Jakarta (ANTARA News) - Adalah Hayanti binti Mujiono Minarjo, perempuan malang Indonesia yang harus menjadi korban dari nasib buruk bekerja sebagai pembantu rumah tangga di Arab Saudi.
Kisah pilunya bukan yang istimewa dalam artinya yang pertama, justu peristiwa pahit jalan hidup Hayanti menambah panjang penderitaan warga negara Indonesia (WNI) yang mengadu peruntungan sebagai buruh migran (TKW).
Berasal dari Karawang, Jawa Barat, Hayanti menebar benih harapan ketika terbang ke Arab Saudi sekitar 7 tahun silam.

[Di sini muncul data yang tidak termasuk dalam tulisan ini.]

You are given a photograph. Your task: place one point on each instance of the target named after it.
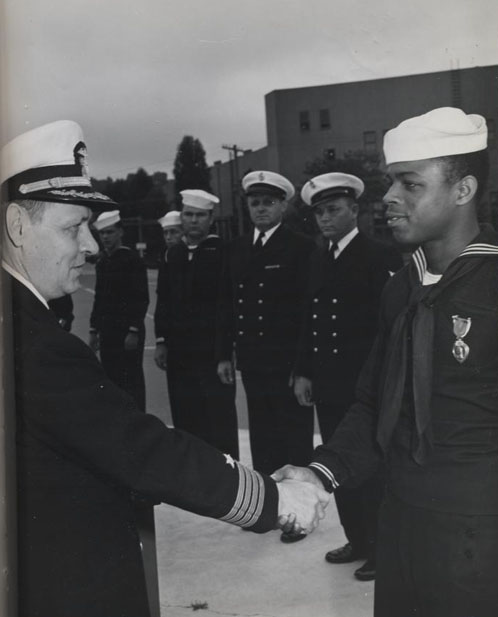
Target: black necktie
(258, 245)
(332, 249)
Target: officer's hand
(303, 391)
(94, 342)
(131, 341)
(161, 356)
(226, 372)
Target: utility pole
(234, 151)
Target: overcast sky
(140, 75)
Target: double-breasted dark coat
(341, 315)
(84, 452)
(263, 295)
(339, 326)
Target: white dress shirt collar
(268, 233)
(25, 282)
(344, 241)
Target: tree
(190, 168)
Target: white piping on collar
(478, 248)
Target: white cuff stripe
(250, 499)
(326, 472)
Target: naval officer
(347, 273)
(263, 295)
(117, 327)
(426, 399)
(84, 449)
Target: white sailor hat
(49, 163)
(445, 131)
(198, 198)
(320, 188)
(170, 219)
(268, 183)
(106, 219)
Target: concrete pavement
(214, 569)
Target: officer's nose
(87, 242)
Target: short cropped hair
(35, 209)
(471, 164)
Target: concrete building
(304, 124)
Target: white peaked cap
(444, 131)
(267, 182)
(197, 198)
(170, 219)
(106, 219)
(50, 163)
(331, 185)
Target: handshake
(302, 499)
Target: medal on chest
(461, 327)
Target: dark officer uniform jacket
(185, 321)
(341, 314)
(84, 450)
(339, 326)
(427, 399)
(121, 300)
(263, 294)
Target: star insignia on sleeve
(229, 460)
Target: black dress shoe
(344, 554)
(366, 572)
(290, 537)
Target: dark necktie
(258, 245)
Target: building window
(304, 120)
(329, 154)
(491, 131)
(370, 141)
(324, 119)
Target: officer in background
(263, 294)
(185, 321)
(171, 224)
(347, 273)
(121, 298)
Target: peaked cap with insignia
(267, 183)
(49, 164)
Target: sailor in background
(117, 326)
(347, 273)
(262, 298)
(427, 397)
(185, 322)
(171, 224)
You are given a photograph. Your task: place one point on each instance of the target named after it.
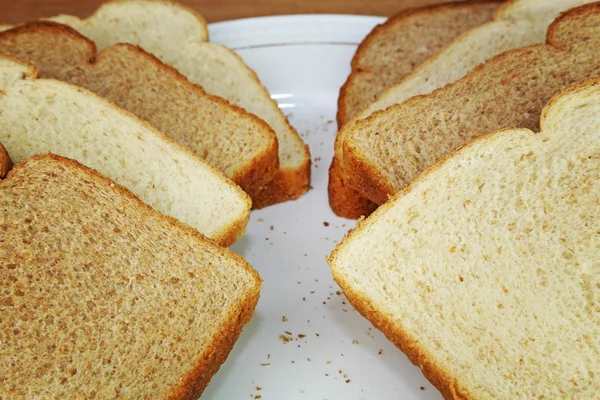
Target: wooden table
(13, 11)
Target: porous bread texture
(5, 162)
(485, 270)
(134, 21)
(103, 297)
(239, 144)
(42, 115)
(393, 49)
(516, 24)
(219, 71)
(387, 150)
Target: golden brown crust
(343, 200)
(369, 181)
(196, 381)
(343, 113)
(448, 385)
(196, 14)
(346, 201)
(228, 235)
(5, 162)
(288, 184)
(252, 177)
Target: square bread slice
(104, 297)
(217, 69)
(237, 143)
(384, 152)
(517, 23)
(485, 271)
(43, 115)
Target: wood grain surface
(13, 11)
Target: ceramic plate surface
(305, 341)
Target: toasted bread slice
(216, 68)
(104, 297)
(5, 162)
(239, 144)
(387, 150)
(42, 115)
(485, 271)
(392, 50)
(514, 26)
(517, 23)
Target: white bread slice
(485, 271)
(384, 152)
(517, 23)
(239, 144)
(392, 50)
(514, 26)
(5, 162)
(42, 115)
(104, 297)
(387, 55)
(217, 69)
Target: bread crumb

Ia bekerja di rumah majikan bernama Jaza’a Awadh Al Muthairy (60). Jaza'a adalah seorang janda yang mengidap depresi sejak ditinggal mati suaminya, Aed Jarot Al Unaezi.
Hampir setiap hari Hayanti mendapat penyiksaan fisik di luar batas-batas kemanusiaan oleh majikan dan anggota keluarganya.

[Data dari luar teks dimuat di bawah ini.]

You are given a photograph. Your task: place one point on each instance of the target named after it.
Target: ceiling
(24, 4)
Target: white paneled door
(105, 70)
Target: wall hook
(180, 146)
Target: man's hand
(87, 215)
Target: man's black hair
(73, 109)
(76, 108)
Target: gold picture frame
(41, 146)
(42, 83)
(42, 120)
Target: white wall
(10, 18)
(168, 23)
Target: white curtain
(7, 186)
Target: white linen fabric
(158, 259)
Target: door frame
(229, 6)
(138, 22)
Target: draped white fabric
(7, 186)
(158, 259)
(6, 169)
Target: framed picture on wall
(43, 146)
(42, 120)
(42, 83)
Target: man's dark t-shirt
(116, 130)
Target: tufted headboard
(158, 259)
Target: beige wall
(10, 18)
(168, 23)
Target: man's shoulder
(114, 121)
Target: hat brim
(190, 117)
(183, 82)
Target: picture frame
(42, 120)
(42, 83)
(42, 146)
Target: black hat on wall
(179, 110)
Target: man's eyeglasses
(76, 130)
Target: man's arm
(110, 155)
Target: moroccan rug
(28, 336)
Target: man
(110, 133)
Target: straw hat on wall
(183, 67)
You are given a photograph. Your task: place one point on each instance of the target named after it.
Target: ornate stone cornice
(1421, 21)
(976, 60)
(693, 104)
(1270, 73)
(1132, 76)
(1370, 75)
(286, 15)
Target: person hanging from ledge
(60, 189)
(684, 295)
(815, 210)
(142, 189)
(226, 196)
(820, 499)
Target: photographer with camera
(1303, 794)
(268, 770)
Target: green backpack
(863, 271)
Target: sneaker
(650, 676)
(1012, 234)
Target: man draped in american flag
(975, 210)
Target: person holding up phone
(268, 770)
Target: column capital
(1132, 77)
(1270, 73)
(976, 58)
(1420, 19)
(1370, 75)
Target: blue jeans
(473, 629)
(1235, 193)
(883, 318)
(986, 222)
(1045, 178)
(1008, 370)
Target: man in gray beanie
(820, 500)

Ia dipukul, ditendang, disiram air panas dan air keras. Pernah juga dipaksa minum clorox, sejenis cairan disinfektan pembersih lantai.
Rangkaian penyiksaan itu menimbulkan kerusakan permanen pada wajah dan sekujur tubuhnya, termasuk bagian vitalnya.
Hingga pada suatu hari di awal Januari 2014, sang majikan nan keji dan 4 anggota keluarganya mengajak Hayanti ke Mekkah dengan alasan untuk berobat.
Ternyata di Mekkah Hayanti ditelantarkan begitu saja di Masjidil Haram. Majikan cuma berpesan kepada Hayanti, apabila ada orang bertanya agar ia menjawab bahwa ia hanya ingin dipulangkan ke Indonesia.
Hayanti lalu dibekali uang sebesar 53.000 real Arab Saudi atau sekitar Rp170 juta (satu real = Rp3.200).
Hari-hari dilalui dengan terkatung-katung layaknya gelandangan di Masjidil Haram. Hayanti mendapat sumbangan makanan sehari-hari dan uang 900 real atau setara Rp2,8 juta dari para jamaah umroh yang iba melihatnya sampai akhirnya Kepolisian Sektor Masjidil Haram menangkap Hayanti dengan tuduhan mengemis.
Oleh polisi, ia kemudian diserahkan ke KJRI Jeddah untuk ditangani.
Lewat koordinasi antar dua Perwakilan RI, kasus Hayanti kemudian dilimpahkan ke KBRI Riyadh sejak 22 Juni 2014, mengingat lokasi tempat kerja dan majikan Hayanti yang berada di wilayah KBRI Riyadh.
Menindaklanjuti kasus Hayanti, Tim Perlindungan WNI KBRI Riyadh kemudian melaporkan kasus dan mengadukan tuntutan atas kasus ini ke Kepolisian Qoisumah. Sebagai hasilnya, pada tanggal 28 Agustus 2014, tim mendapat tawaran pengacara wakil majikan, Mubarak Al Mahan, untuk menghentikan tuntutan dengan sejumlah kompensasi (tanazul).
Tanazul adalah kompensasi atas kerugian fisik yang diderita korban. Proses hukum dapat diselesaikan dalam waktu yang relatif lebih cepat dan akan diupayakan pembayaran kompensasi oleh pihak majikan yang lebih besar jumlahnya.
Tim yang dipimpin Chairil Anhar Siregar, Sekretaris III Fungsi Protokol dan Konsuler KBRI Riyadh, menyatakan tanazul akan diterima dengan jumlah kompensasi yang sepadan dengan kerusakan fisik yang dialaminya saat ini serta hilangnya masa depan karena Hayanti diperkirakan akan menemui kesulitan mendapatkan pekerjaan di kemudian hari.
Setelah berkali-kali melakukan negosiasi nan alot, akhirnya pada 13 Oktober 2014 pihak majikan membayar sejumlah kompensasi yang cukup besar bagi Hayanti, yaitu sebesar 300.000 real Arab Saudi--Rp960 juta.
Jumlah tersebut tercatat sebagai capaian terbesar KBRI Riyadh untuk kompensasi bagi TKI korban penyiksaan tanpa melalui jalur hukum, demikian dikutip keterangan tertulis KBRI Riyadh yang diterima ANTARA, di Jakarta, Rabu.
"KBRI selanjutnya, akan memproses tanazul ke Kepolisian Qoisumah (berjarak sekitar 522 km dari Riyadh) dan mengambil uang Hayanti yang disimpan Kepolisian Sektor Masjidil Haram. KBRI Riyadh pun akan memproses pemulangan Hayanti dalam waktu dekat," demikian Chairil.